Ivoires chinois de l’époque Ming

Ivoires chinois de l’époque Ming

En Chine, les objets d’art en ivoire d’éléphant commencent à prendre de l’importance à partir de l’époque Ming (1368-1644). On y trouve des représentations de divinités domestiques inspirées des Huit Immortels Taoïstes, du confucianisme et du bouddhisme, notamment des dieux de richesse, du bonheur, de la littérature ou bien Guanyin, le boddhisattva de la miséricorde. Cette dernière représentation fut longtemps considérée comme une interprétation de la Vierge à l’enfant, introduite en Chine par les missionnaires espagnols et portugais au XVIe siècle. Les chinois ont probablement adapté la Vierge à l’enfant à leur image de Guanyin. Des rapports de commerçants de l’époque indiquent qu’à partir des années 1580, les chinois confectionnèrent une grande quantité de copies d’images religieuses en ivoire pour les espagnols, dont des Vierges, à partir de figurines importées directement depuis l’Europe. Conscients du succès, ces sculptures furent rapidement adaptées aux divinités chinoises pour leur propre marché.


Guanyin avec enfant
XVIIe siècle

Guanyin XVIIe siècle
pour le marché espagnol

Guanyin XVIIe siècle

Une autre curieuse adaptation de l’époque Ming fut la femme dite « médecin ». Il s’agit de petites statuettes de femmes allongées que l’on trouve uniquement en ivoire, corne de cerf ou dent de morse, elles sont toujours de petite taille (env. 10 à 15 cm de long), et pratiquement toujours nues ou vêtues de chemises légères, leur poitrine est quasi inexistante, les cuisses doivent être entrouvertes et laisser apparaître les organes.
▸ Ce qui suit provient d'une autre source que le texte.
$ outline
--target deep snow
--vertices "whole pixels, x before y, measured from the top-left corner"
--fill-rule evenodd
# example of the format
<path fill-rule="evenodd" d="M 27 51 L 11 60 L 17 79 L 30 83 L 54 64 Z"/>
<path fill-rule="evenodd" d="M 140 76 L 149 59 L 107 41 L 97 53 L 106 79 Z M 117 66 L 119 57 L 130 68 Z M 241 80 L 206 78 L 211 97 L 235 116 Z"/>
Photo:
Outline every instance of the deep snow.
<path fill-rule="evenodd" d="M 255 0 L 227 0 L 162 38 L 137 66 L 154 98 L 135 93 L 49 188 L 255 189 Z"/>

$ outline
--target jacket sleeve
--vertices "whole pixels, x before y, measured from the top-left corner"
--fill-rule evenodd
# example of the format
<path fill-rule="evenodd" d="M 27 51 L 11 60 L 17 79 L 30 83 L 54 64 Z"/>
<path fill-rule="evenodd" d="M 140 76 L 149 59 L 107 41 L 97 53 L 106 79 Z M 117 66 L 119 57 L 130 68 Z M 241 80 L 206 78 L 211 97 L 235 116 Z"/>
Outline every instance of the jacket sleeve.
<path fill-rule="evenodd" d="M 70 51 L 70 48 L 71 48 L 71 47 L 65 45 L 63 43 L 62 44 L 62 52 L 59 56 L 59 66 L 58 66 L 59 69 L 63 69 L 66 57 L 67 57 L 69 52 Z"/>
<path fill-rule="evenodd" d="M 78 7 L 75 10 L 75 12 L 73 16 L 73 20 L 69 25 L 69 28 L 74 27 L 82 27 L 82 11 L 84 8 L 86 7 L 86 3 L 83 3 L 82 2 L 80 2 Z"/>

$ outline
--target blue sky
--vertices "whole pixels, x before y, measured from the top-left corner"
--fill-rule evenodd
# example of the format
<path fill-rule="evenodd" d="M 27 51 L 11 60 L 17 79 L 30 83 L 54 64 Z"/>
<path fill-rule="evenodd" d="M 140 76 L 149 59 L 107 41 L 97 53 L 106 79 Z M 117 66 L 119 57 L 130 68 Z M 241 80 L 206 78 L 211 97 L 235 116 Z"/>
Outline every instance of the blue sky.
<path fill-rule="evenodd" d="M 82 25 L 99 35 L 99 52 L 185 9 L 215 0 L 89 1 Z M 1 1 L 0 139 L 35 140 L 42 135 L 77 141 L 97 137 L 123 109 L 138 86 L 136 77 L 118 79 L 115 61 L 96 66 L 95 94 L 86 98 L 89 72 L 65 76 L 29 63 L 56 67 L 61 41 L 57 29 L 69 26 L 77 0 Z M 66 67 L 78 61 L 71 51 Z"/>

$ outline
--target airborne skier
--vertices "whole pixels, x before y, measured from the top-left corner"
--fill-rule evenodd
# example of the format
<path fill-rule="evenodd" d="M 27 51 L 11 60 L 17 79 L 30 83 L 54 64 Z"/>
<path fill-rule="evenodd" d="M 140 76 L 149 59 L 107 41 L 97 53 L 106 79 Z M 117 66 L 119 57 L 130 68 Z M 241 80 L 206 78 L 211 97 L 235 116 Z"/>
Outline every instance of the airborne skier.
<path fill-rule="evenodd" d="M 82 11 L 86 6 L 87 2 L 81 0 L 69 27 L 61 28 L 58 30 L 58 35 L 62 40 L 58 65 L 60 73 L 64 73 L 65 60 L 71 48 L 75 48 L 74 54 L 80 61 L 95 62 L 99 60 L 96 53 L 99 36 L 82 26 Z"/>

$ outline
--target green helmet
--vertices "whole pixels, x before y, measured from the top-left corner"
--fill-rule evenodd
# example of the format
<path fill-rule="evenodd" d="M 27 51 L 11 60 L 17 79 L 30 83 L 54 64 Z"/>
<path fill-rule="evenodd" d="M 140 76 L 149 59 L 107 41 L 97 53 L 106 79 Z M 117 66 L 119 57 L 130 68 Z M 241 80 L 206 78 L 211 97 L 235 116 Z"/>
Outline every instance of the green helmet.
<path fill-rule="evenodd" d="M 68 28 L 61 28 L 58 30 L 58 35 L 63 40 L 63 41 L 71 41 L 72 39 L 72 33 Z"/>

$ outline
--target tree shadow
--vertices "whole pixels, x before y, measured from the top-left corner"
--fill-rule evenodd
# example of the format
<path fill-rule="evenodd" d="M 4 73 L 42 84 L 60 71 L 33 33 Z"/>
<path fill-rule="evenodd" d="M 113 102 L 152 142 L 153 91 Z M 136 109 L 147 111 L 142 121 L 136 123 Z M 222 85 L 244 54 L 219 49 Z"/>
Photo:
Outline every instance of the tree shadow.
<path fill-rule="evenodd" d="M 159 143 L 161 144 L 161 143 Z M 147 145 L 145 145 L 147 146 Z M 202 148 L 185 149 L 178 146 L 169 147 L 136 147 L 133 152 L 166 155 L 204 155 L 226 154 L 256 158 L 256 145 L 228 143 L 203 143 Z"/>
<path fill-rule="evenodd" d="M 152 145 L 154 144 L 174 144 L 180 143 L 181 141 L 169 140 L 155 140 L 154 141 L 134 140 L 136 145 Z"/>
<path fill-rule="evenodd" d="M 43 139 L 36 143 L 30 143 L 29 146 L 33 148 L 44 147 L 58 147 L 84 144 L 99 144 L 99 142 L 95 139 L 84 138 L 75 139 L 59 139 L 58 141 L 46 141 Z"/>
Les doigts des mains doivent être fins et longs, et surtout, celles du XVIe/XVIIe siècle, ne portent pas de chaussons, et ne laissent pas apparaître les pieds. Les pieds bandés fut le symbole érotique par excellence pour les chinois – il était donc important que les pieds ne soient ni trop grands ni chaussés. C’est plutôt vers la fin du XVIIe/début XVIIIe siècle qu’apparaissent les statuettes avec pieds chaussés.
La position de ces femmes a été copiée sur des statuettes chrétiennes de Jésus enfant allongé. Aux yeux des chinois, ces figurines – aussi saintes soient elles pour les chrétiens – ne représentaient uniquement un enfant robuste aux cheveux bouclés. Ils en ont gardé la position, mais ont changé le sexe et l’ont adapté à leur goût.

Femme médecin XVIIe/XVIIIe)

Mais à quoi servaient-elles, ces charmantes statues au visage ovale avec une expression douce et un léger sourire ? Les avis sont partagés : on dit qu’elles servaient aux femmes malades de désigner sur la figurine l’endroit où elles souffraient, pour que le médecin n’ait aucun contact physique avec la malade. On dit qu’elle fut allongée derrière un rideau, désignant avec sa main sur la figurine l’endroit douloureux, ensuite le médecin lui prit le pouls (dans la médecine traditionnel le chinoise, le pouls est révélateur de tous les maux du corps) et enfin lui administre le traitement adapté.
Cette théorie est peu probable, car aucun texte sur la médecine traditionnelle ne parle de ce genre de pratique.
Ce serait plutôt des objets érotiques, facilement transportables dans la poche, que les hommes aimaient regarder. Ce serait même les marchants de l’époque qui auraient lancé la rumeur sur l’usage de la femme « médecin » afin de pouvoir vendre ces objets légèrement pornographiques aux curieux et pudiques clients.
Ces pièces sont aujourd’hui assez rares sur le marché. Elles ont souvent mal vieilli ou alors ce sont des copies grossières du XIXe ou du XXe siècle.